Consumer optimism withstands midterm elections

November 21, 2018
Contact: Bernie DeGroat bernied@umich.edu

ANN ARBOR—Consumer sentiment has remained largely unchanged at very favorable levels during 2018, with the November reading nearly at the center of the 11-month range from 95.7 to 101.4, according to the latest University of Michigan Surveys of Consumers.

Although the data recorded a within-month decline of 2.8 index points following the election, the drop was related more to income than political party, said U-M economist Richard Curtin, director of the surveys.

Among those with incomes in the bottom third of the distribution, the Sentiment Index rose by 10.4 points and fell by 6.6 points among those in the top third of the income distribution. In contrast, the Sentiment Index remained unchanged among Democrats and Republicans prior to and following the election. Overall, the latest data indicate that real consumer spending will advance at a 2.6-percent pace during 2019.

“Consumers’ interest rate expectations have always traced the outlines of economic cycles. As expansions lengthen, the number of consumers who expect interest rate increases gradually increases,” Curtin said. “After some threshold is reached, however, consumers in large numbers abruptly anticipate future declines in interest rates. Sales declines are then accelerated not only by falling job and income prospects but also from the expectation of falling interest rates.

“While there is no reason to anticipate a sudden change in interest rate expectations in the next few months, it is still an important task for the Fed to avoid hitting the threshold that causes widespread postponement of purchases.”

Personal Finances Remain Positive
Just over half of all consumers reported that their finances had recently improved, with 23 percent mentioning net income gains in November, up from 18 percent last November.

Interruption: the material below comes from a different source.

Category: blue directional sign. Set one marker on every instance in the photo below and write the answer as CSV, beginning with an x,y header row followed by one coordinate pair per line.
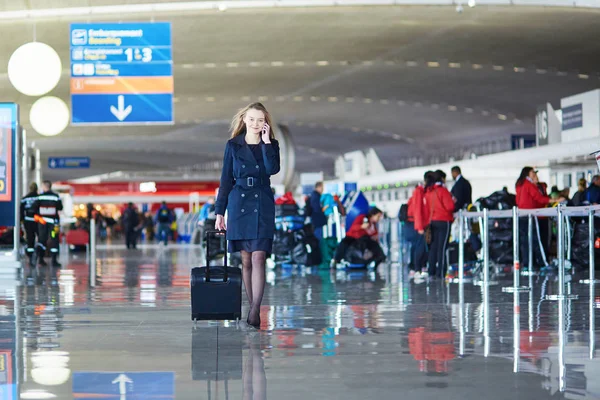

Net income increases were sharply reduced among consumers with incomes in the top third, falling to 29 percent in November from last December’s 52 percent.

When asked about expected gains in nominal incomes during the year ahead, an increase of 2.5 percent was expected across all consumers, equal to the highest level in the past decade, which was first recorded in June 2018. Among those in the prime working age range from 25 to 54, an income gain of 3.4 percent was expected for the year ahead.

Buying Plans Weaken
Favorable vehicle-buying attitudes remained at the same five-year low recorded last month. Consumers made as many favorable as unfavorable references to prices, and low net interest rates on vehicle purchases were mentioned by one-third of last year’s total. Favorable home-buying conditions remained at depressed levels, as favorable references to mortgage rates fell by more than half compared with last November.

Overall, the growing negative reactions to interest rates will act to reduce the number of homes and vehicle sales in the year ahead.

Consumer Sentiment Index
The Consumer Sentiment Index was 97.5 in the November 2018 survey, just below October’s 98.6 and last November’s 98.5. The Expectations Index was 88.1 in November, just below 89.3 in October and last November’s 88.9. The Current Conditions Index declined slightly to 112.3 in November from 113.1 in October and last November’s 113.5.

About the Surveys
The Surveys of Consumers is a rotating panel survey based on a nationally representative sample that gives each household in the coterminous U.S. an equal probability of being selected. Interviews are conducted throughout the month by telephone. The minimum monthly change required for significance at the 95-percent level in the Sentiment Index is 4.8 points; for Current and Expectations Index the minimum is 6 points.